Compte tenu des nouvelles orientations du PNDAR pour les années 2022 à 2027, la maquette de performance est modifiée s'agissant du programme 775 . L'indicateur de suivi du programme 775 résidait jusqu'en 2021 dans la part des effectifs consacrés aux thématiques prioritaires du programme national de développement rural (PNDAR) dans les emplois des organismes bénéficiaires du programme. Cet indicateur, qui restituait année après année que les effectifs ainsi « spécialisés » s'élevaient à environ 70 % des emplois des organismes concernés ne présentait guère d'intérêt au vu de la priorisation très extensive des objectifs du PNDAR et de l'objet des organismes bénéficiaires. Si réellement 70 % des personnels des organismes se consacraient à la transition agro-écologique, cette dernière aurait été sans doute accomplie de longue date.
Le volet performance du programme 775 à partir de 2022 vise à atteindre un nouvel objectif issu de la note d'orientation du PNDAR 2022-2027 : « Orienter l'action des structures chargées du conseil aux agriculteurs et de l'accompagnement des démarches collectives de développement, en cohérence avec les objectifs principaux du PNDAR ».
Pour mesurer l'atteinte de ces objectifs, deux nouveaux indicateurs de résultats sont proposés :
- le nombre de documents de diffusion de connaissances inscrits annuellement dans la base de donnée RD-Agri, par le réseau des chambres d'agriculture, le réseau des organismes nationaux à vocation agricole et rural (ONVAR) et les groupements d'intérêt économique et environnementale (GIEE) ; sur 8 000 documents présents sur RD-Agri, la moitié est déposée par les réseaux visés.
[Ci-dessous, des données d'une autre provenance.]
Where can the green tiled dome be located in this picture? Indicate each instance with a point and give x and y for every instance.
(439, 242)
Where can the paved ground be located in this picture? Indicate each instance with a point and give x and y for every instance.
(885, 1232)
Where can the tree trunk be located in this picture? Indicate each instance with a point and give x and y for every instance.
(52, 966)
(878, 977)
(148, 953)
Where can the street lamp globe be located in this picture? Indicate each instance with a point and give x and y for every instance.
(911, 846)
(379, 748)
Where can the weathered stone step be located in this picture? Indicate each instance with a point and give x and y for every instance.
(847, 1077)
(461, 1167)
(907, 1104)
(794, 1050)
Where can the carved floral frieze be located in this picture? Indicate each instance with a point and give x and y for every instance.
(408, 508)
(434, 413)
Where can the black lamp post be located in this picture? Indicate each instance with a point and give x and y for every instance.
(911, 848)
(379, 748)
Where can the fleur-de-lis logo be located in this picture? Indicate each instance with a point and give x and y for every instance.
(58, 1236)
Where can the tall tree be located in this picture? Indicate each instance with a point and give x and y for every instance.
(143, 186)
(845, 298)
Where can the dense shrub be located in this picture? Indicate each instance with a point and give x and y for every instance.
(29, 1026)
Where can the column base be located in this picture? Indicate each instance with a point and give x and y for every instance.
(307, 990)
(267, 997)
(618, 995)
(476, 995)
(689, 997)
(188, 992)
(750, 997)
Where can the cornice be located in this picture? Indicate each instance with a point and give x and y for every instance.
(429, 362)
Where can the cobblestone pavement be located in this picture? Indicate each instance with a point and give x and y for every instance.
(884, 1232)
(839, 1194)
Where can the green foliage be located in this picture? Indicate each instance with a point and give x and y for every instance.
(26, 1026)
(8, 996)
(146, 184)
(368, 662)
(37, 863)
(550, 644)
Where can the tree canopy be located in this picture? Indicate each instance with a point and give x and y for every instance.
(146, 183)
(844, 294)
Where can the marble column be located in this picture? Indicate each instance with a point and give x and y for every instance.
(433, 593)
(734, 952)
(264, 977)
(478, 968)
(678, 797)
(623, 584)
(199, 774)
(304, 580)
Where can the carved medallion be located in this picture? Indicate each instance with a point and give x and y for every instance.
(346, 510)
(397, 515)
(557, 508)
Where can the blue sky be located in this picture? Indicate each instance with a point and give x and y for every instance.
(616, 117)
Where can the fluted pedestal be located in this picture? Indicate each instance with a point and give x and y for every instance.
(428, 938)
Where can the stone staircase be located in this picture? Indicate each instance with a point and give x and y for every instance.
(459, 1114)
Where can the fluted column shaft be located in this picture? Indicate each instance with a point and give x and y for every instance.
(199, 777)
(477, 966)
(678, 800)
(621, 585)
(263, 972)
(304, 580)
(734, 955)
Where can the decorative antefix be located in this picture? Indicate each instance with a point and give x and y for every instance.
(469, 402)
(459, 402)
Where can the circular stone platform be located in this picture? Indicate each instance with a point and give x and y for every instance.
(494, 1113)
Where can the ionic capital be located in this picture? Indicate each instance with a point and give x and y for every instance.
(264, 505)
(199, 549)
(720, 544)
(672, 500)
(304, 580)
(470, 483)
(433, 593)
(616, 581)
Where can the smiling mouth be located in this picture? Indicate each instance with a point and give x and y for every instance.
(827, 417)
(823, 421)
La prévision pour 2021 s'élève donc à 4 200 et pour 2022, à 4 400.
- le nombre d'agriculteurs impliqués dans des groupes en transition agro-écologique (GIEE) : ils étaient 19 000 en 2020. La prévision pour 2021 s'élève à 21 000 et pour 2022 à 23 000.
Quant au programme 776, son dispositif de performance reste inchangé par rapport à 2021. Trois indicateurs poursuivent un objectif louable de suivi des capacités des intervenants à exercer une influence sur leur écosystème.
Les trois indicateurs permettant de suivre la capacité des instituts techniques à remporter des succès dans les appels d'offres du programme cadre de recherche et de développement du l'Union européenne , de mesurer l'activité de publication des instituts techniques et d'estimer l'activité de diffusion de l'innovation assurée par ces derniers sont assez classiques .
Ils peuvent contribuer toutefois à introduire un biais et stimuler la course aux financements européens ou des publications plus ou moins significatives (l'impression de posters est incluse dans le suivi du deuxième indicateur !). Par ailleurs, il est évident que les instituts techniques ne sont pas placés à égalité, chacun d'entre eux couvrant des populations formant des audiences naturellement disparates. Il conviendra d'évaluer si ces biais n'exercent pas d'effets défavorables.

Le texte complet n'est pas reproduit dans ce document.